Wednesday, October 17, 2012
Raising Hell in KKKalifornia hell
Andrew Jacobs here,
Raise your hand if you first heard Aerosmith's 1975 classic "Walk This Way" via their collaboration on the song with the rap/hip hop group Run DMC in 1986 (and played on this week's Covers With Attitude show).
*raises hand*
Although I'd been familiar with rap/hip hop music since 1984 (having seen and thoroughly enjoyed the movie Breakin' when it was released in the theater that year), it wasn't until two years later when Run DMC took over MTV with their videos for, among other songs, "Walk This Way" and "It's Tricky" that I actually contemplated going to the record store and purchasing a rap/hip hop record. And although the very first rap/hip hop record that I ever purchased wound up being the Beastie Boys' Licensed To Ill, Run DMC's Raising Hell was the second.

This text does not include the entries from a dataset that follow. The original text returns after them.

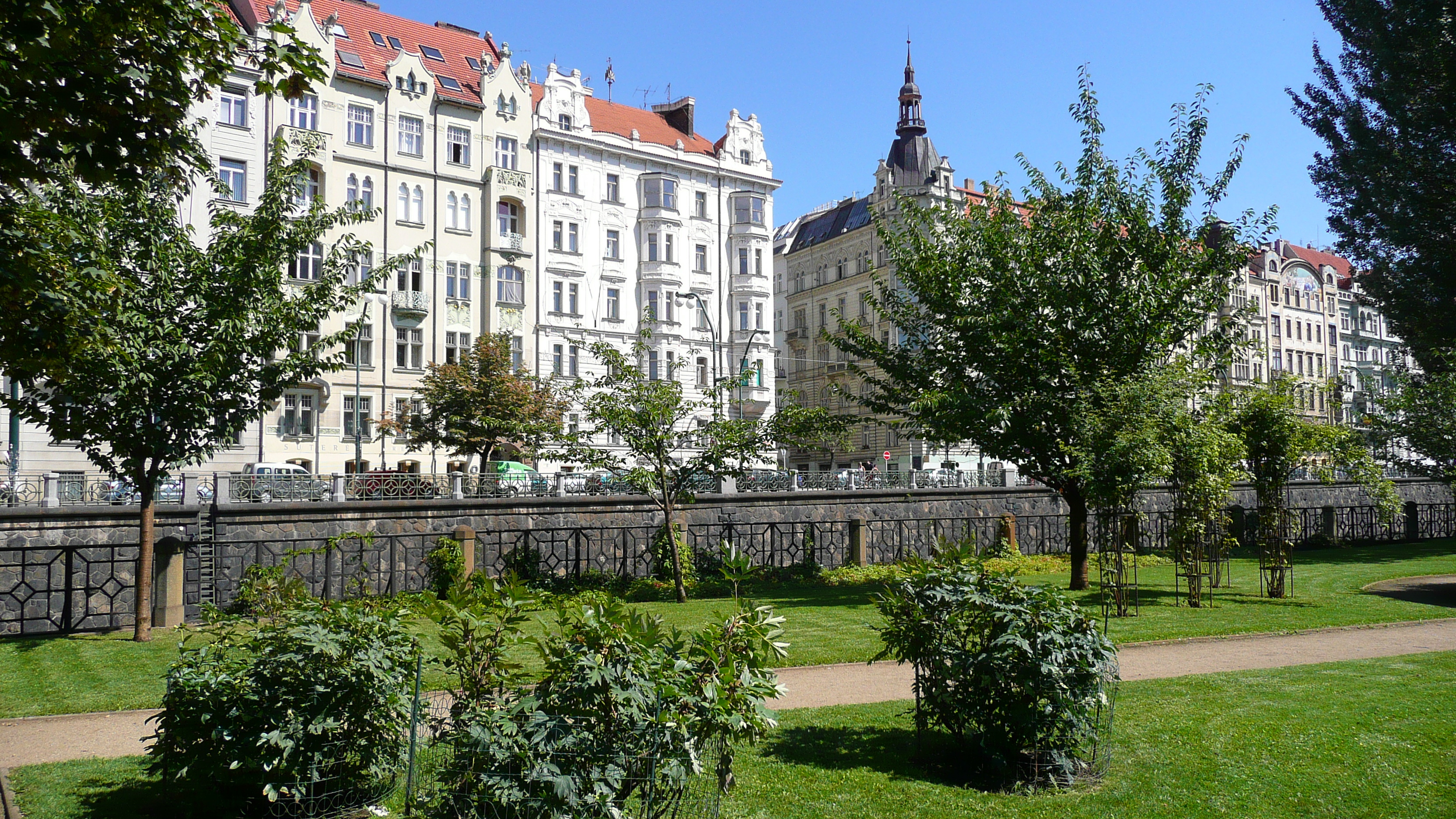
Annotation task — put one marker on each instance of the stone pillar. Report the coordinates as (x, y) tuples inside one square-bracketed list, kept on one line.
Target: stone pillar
[(858, 554), (1007, 531), (168, 576), (190, 489), (222, 487), (465, 537)]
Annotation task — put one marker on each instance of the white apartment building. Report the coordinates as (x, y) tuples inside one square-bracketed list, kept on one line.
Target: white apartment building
[(645, 225), (430, 123)]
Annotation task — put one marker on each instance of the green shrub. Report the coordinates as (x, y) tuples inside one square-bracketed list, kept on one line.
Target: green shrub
[(444, 566), (314, 703), (1015, 675)]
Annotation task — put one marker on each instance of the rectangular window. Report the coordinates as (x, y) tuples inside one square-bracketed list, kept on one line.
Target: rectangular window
[(362, 126), (357, 416), (234, 108), (235, 178), (308, 264), (359, 350), (458, 145), (506, 154), (303, 113), (510, 285), (410, 347), (298, 414), (411, 136)]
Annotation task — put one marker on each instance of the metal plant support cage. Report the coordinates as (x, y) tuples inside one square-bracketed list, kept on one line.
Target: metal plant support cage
[(1117, 534)]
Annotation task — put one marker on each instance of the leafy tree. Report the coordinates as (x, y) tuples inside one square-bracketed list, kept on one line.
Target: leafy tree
[(206, 337), (480, 403), (101, 94), (1388, 117), (1017, 318), (672, 444), (1416, 420), (1278, 439)]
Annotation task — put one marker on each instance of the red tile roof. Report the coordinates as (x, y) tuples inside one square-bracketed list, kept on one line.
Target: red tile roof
[(616, 119), (360, 19), (1320, 259)]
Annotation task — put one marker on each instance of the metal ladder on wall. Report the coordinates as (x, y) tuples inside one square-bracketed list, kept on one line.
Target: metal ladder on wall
[(206, 567)]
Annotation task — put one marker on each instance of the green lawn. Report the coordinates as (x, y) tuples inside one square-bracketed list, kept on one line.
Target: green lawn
[(1356, 739), (825, 626)]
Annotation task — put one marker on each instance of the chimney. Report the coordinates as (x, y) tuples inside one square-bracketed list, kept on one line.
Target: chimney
[(679, 114)]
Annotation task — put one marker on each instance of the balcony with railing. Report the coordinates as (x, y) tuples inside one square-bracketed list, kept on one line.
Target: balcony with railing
[(414, 302)]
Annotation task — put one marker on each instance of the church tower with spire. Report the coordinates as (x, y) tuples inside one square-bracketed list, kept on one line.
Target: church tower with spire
[(914, 168)]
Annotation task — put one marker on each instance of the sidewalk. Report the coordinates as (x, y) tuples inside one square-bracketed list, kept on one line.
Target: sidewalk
[(120, 734)]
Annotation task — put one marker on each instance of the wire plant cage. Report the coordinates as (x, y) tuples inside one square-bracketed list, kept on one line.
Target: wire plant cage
[(1117, 534)]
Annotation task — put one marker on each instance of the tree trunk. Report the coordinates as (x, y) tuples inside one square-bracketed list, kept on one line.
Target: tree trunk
[(143, 582), (678, 556), (1078, 527)]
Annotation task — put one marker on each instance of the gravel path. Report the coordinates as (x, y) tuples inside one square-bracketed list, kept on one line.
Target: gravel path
[(120, 734)]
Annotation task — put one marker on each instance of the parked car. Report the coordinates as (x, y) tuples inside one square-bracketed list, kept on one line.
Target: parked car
[(511, 479), (266, 483), (392, 484)]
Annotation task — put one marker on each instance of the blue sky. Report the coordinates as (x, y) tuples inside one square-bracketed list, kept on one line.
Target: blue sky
[(997, 78)]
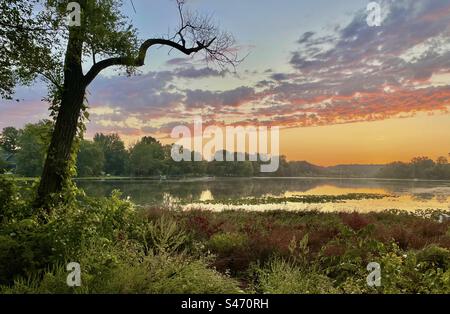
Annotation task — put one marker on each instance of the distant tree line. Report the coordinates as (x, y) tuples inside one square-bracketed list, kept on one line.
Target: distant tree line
[(418, 168), (23, 151)]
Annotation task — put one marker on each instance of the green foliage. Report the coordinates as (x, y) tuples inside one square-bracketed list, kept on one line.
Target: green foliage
[(282, 277), (9, 139), (224, 243), (114, 152), (33, 141), (90, 159), (146, 158), (164, 236)]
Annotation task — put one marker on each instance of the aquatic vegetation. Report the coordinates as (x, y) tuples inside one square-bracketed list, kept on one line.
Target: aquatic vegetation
[(310, 199)]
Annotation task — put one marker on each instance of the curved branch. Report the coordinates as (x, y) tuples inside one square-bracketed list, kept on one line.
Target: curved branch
[(139, 60)]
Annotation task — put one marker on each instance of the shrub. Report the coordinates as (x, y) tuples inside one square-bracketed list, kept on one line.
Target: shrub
[(282, 277), (225, 243)]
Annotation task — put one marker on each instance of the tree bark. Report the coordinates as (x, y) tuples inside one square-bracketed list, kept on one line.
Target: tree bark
[(57, 163)]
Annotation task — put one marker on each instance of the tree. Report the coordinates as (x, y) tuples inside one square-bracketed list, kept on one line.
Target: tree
[(27, 37), (90, 159), (104, 34), (114, 152), (8, 139), (33, 142), (147, 158)]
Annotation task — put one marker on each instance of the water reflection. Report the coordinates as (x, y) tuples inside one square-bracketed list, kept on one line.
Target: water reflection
[(409, 195)]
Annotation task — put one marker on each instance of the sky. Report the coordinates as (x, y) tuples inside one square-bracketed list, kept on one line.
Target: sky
[(340, 90)]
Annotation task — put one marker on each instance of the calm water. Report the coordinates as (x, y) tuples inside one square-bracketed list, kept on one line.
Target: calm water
[(405, 195)]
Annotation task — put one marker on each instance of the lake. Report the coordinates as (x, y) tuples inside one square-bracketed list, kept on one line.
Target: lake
[(194, 193)]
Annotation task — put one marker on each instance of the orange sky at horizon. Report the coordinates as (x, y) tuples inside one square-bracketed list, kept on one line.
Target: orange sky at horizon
[(375, 142)]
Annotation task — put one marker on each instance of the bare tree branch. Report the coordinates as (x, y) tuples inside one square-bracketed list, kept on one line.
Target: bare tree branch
[(139, 60), (195, 33)]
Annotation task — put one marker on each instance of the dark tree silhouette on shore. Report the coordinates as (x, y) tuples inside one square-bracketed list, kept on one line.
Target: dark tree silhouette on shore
[(104, 33)]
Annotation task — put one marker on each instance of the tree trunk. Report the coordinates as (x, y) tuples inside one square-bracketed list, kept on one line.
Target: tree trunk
[(57, 163), (56, 169)]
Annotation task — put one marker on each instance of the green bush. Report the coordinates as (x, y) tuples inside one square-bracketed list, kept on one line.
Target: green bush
[(282, 277)]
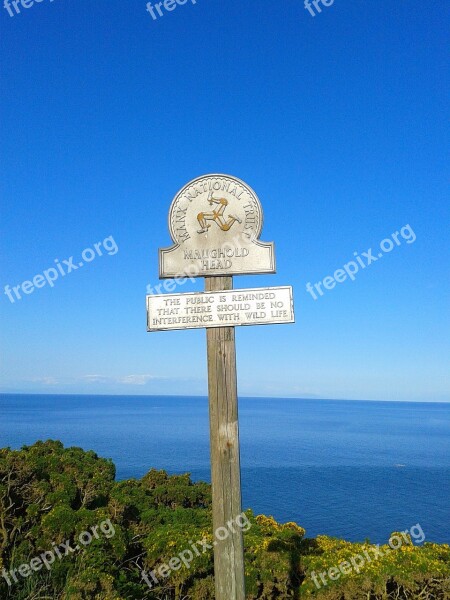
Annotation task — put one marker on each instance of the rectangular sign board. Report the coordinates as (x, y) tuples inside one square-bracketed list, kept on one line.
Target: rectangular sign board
[(258, 306)]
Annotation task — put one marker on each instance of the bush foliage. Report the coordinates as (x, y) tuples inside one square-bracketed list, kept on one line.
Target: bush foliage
[(50, 494)]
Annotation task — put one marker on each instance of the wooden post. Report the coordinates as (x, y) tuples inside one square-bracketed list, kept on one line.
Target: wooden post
[(225, 456)]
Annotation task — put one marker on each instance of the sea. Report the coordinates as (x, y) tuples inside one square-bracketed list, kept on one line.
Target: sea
[(356, 470)]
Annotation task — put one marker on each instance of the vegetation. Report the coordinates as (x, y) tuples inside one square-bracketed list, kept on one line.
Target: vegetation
[(50, 495)]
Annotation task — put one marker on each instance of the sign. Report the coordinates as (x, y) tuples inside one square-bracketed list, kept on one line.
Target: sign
[(258, 306), (215, 222)]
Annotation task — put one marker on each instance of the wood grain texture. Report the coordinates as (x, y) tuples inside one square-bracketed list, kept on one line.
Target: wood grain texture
[(225, 455)]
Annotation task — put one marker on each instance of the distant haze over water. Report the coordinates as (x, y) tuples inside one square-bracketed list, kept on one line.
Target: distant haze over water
[(350, 469)]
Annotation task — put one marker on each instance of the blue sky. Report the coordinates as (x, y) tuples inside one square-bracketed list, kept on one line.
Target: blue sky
[(338, 123)]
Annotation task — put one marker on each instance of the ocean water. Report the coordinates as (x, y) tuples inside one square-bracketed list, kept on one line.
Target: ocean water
[(349, 469)]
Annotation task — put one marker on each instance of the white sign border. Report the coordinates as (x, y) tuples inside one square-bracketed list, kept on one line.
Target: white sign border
[(223, 324)]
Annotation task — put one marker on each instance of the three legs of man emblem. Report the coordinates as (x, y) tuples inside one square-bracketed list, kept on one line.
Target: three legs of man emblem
[(217, 216)]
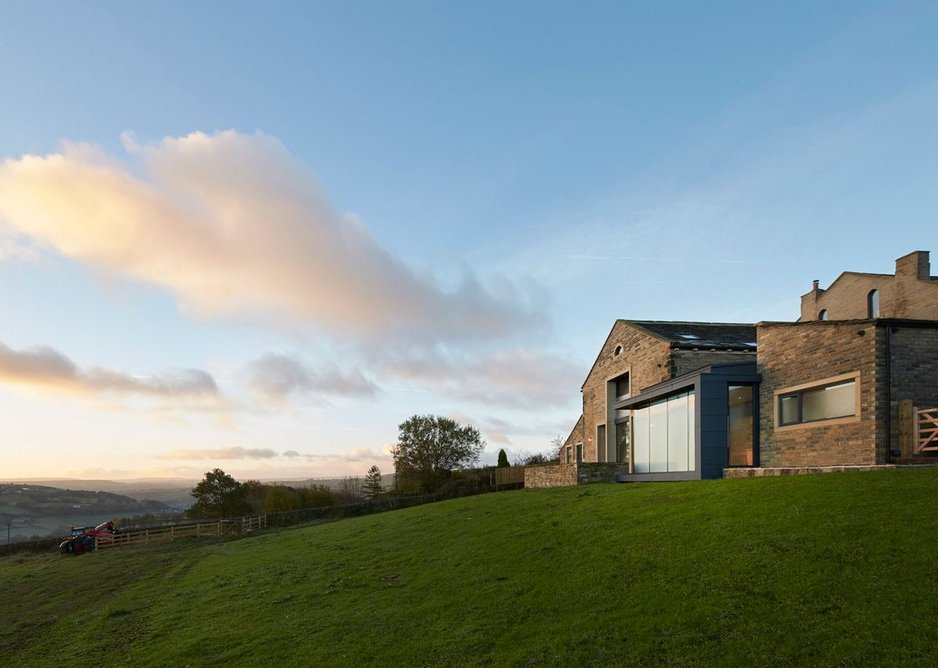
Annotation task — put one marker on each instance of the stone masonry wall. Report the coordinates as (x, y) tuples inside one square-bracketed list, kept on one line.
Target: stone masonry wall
[(550, 475), (564, 475), (644, 357), (910, 293), (800, 353), (913, 369), (575, 437)]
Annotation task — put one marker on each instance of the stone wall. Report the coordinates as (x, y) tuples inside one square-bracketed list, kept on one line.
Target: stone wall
[(912, 370), (550, 475), (575, 438), (793, 354), (564, 475), (647, 361), (910, 293), (588, 472)]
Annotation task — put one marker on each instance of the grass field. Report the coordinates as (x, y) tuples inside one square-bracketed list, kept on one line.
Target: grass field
[(836, 569)]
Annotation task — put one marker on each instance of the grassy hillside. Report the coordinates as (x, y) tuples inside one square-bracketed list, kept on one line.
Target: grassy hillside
[(818, 570), (39, 510)]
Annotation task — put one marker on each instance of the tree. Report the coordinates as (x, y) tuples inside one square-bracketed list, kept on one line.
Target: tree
[(373, 486), (219, 495), (429, 447)]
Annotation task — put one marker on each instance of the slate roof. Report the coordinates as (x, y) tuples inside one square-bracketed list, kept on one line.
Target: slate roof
[(700, 335)]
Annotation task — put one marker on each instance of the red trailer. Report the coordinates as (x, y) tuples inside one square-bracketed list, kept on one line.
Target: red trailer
[(83, 539)]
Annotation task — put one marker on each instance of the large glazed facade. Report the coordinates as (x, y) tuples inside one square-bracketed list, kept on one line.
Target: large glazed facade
[(683, 400)]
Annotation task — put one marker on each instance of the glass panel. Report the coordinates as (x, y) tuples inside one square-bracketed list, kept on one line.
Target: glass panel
[(677, 433), (829, 402), (740, 436), (622, 441), (658, 437), (691, 432), (640, 441), (788, 407)]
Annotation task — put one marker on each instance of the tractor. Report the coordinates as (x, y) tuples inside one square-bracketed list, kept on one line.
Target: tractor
[(82, 539)]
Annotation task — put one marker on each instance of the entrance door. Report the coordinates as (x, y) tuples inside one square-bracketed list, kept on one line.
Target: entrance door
[(741, 427)]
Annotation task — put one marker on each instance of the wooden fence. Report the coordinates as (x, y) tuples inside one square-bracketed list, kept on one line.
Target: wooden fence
[(235, 526)]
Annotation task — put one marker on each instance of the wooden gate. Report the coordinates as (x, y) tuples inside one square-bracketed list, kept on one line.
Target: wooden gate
[(926, 430)]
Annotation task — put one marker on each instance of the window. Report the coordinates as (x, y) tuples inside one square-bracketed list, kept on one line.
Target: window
[(824, 402), (622, 440), (663, 436), (741, 436)]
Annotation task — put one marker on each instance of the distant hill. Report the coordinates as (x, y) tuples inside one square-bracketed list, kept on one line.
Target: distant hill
[(28, 510), (823, 570)]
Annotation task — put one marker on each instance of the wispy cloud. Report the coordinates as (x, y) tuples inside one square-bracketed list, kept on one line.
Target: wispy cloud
[(234, 225), (236, 452), (49, 369), (530, 378), (278, 377)]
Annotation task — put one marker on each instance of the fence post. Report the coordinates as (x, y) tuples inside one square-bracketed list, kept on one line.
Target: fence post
[(907, 425)]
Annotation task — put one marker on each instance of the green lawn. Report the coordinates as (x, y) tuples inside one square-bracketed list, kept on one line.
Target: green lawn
[(836, 569)]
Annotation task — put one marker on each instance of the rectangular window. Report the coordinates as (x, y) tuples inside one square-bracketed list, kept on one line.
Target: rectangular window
[(663, 435), (741, 436), (622, 440), (824, 402)]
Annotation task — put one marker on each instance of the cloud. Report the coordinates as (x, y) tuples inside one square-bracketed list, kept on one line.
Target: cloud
[(236, 452), (47, 368), (233, 225), (278, 377), (530, 378)]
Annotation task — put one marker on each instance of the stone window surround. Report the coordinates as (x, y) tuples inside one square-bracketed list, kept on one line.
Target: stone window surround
[(833, 380)]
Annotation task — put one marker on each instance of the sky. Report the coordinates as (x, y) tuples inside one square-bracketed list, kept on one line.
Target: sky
[(259, 236)]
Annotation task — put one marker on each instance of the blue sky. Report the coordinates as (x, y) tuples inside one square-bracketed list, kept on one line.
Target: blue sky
[(260, 235)]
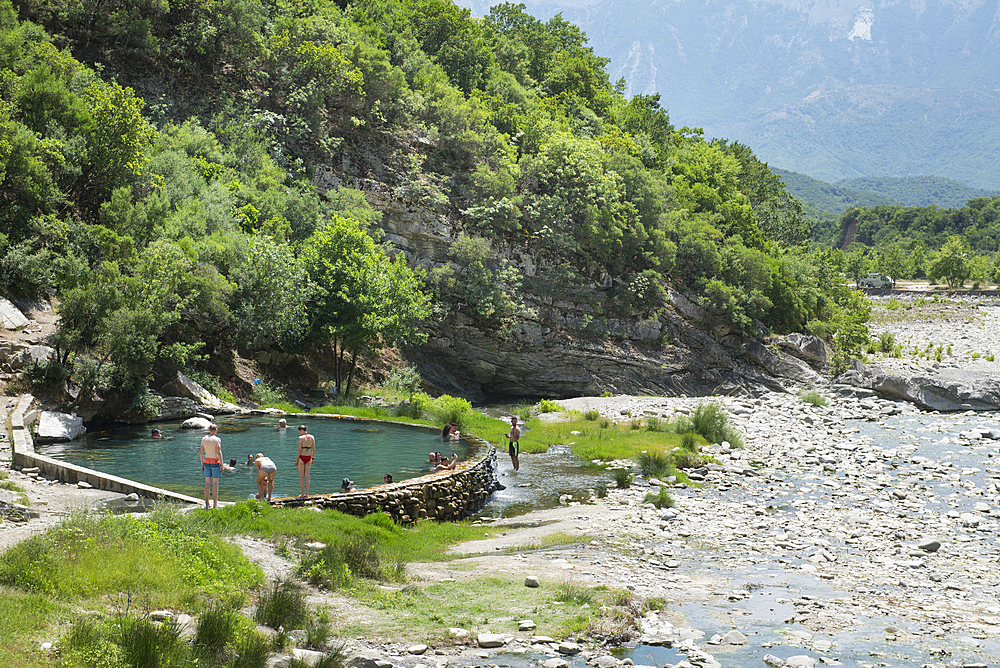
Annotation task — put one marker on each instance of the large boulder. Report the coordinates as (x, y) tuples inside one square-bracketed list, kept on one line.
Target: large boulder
[(11, 316), (182, 386), (59, 427), (929, 393), (803, 346)]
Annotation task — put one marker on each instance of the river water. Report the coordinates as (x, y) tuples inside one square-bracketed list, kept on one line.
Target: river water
[(944, 474)]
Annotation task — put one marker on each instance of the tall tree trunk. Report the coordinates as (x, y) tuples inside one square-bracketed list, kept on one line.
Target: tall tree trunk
[(350, 374)]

Raising Hell also has the the distinction of being the first black rap/hip hop record that I ever purchased. The reason why I feel the need to emphasize this is because for a lily white guy who grew up in ultra-Christian and ultra-conservative Orange County, California (this is back when California was still very much a red state as well), being able to overcome the institutionalized racism that plagued that area of California and not only enjoy but embrace black music was quite a feat. And even though I'd already purchased records by black artists such as Jimi Hendrix and the Bad Brains a year or two before I'd even heard of Run DMC, Raising Hell was the very first record that I ever heard where black pride was unabashedly mentioned in the songs' lyrics.